For a couple of days prior to our visit, the weather has been far from tranquil. Record rains and strong winds have hit the east coast. It seems likely that this event has coincided with the moulting season, and the waves have brought clumps of crab bits ashore. That not every shell is empty indicates that some live spider crabs had been washed ashore along with the outgrown suits, or more properly exuvia. The “fish-shop” aroma testifies to the same.

Hazards Beach: Happy Feet

A silver gull pads up and down the intertidal zone. Compared to its urban kin it is scarcely recognisable; immaculate of plumage, stark of colour, deft of movement, solitary. It stops at intervals, “puddling” with its lollipop-red legs. Fleet feet pump the sand each time a wave retreats. The gull follows, gobbles the refugee fragments of food: sand worms, tiny crustaceans, hoppers, the beach’s equivalent of krill. It keeps this up for almost an hour while I am there, probably for many hours after I leave. A vast hors d’ouvre or else an extraordinarily long lunch.

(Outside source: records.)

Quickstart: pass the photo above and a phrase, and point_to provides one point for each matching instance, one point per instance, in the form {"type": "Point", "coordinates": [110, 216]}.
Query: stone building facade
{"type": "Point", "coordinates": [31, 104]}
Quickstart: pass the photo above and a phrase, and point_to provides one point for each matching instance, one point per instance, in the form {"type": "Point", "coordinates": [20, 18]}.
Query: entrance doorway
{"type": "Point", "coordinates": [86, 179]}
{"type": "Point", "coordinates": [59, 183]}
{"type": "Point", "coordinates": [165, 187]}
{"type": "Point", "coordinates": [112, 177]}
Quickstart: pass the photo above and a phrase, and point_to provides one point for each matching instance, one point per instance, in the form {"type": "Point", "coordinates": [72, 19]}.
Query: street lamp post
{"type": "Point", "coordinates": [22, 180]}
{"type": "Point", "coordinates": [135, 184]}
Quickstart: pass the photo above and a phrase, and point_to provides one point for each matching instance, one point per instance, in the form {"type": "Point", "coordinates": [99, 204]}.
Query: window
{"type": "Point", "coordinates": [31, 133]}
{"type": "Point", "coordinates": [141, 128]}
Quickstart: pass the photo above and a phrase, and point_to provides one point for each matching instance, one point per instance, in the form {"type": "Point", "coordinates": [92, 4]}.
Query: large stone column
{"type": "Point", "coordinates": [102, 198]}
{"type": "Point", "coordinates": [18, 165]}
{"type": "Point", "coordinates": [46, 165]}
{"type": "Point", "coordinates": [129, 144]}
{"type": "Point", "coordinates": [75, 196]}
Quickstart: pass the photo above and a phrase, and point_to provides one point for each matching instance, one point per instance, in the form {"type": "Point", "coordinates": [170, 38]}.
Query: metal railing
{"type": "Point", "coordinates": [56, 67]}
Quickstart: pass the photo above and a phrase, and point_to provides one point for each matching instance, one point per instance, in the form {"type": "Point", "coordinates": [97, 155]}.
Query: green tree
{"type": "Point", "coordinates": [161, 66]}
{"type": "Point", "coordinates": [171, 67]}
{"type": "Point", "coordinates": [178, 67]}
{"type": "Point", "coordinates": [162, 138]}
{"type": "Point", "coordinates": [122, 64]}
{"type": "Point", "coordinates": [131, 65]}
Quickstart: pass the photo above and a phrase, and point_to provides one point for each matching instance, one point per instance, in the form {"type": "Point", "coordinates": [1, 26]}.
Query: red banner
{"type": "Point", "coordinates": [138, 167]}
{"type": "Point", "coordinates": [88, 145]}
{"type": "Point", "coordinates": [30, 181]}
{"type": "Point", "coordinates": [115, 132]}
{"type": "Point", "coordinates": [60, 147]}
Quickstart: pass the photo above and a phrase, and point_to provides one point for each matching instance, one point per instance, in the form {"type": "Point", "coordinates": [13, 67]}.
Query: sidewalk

[sunset over Great Oyster Bay, Freycinet National Park, Tasmania]

Sleepy Bay: Morsels

Steep, secret steps plunge to a pirate’s hide-away, all nook and cove. Over the ages smooth, sweetly-coloured granite has yielded up its grains to the ever-moving suck and rasp of the waves. In our time we have been falling feet - shod and bare - and reclining diners, with gently rocking bottoms that add to the wear that cedes sand morsels the consistency of bread-crumbs. Let those who read future rocks discern the trail of crumbs that will lead to new rock, and a form of eternity.

Cooks Beach: The Dark Emu

At Cooks Beach the winter night comes early and falls fast. It is dark by 5:30, and we finish dinner by the light of fuel stoves and head torches. One of our group points to the Milky Way and tells us a fragment of an Aboriginal story. Two brothers, an emu and a possum feature. What we had always taken to be a string of nebulae beneath and below the Southern Cross are revealed as parts of the defeated, dark emu spirit. The stricken bird droops in death. Two bright stars are spears in his neck, thrown by the brothers to end his interference. Such luminous myths beggar the Greek cosmos of joined dots.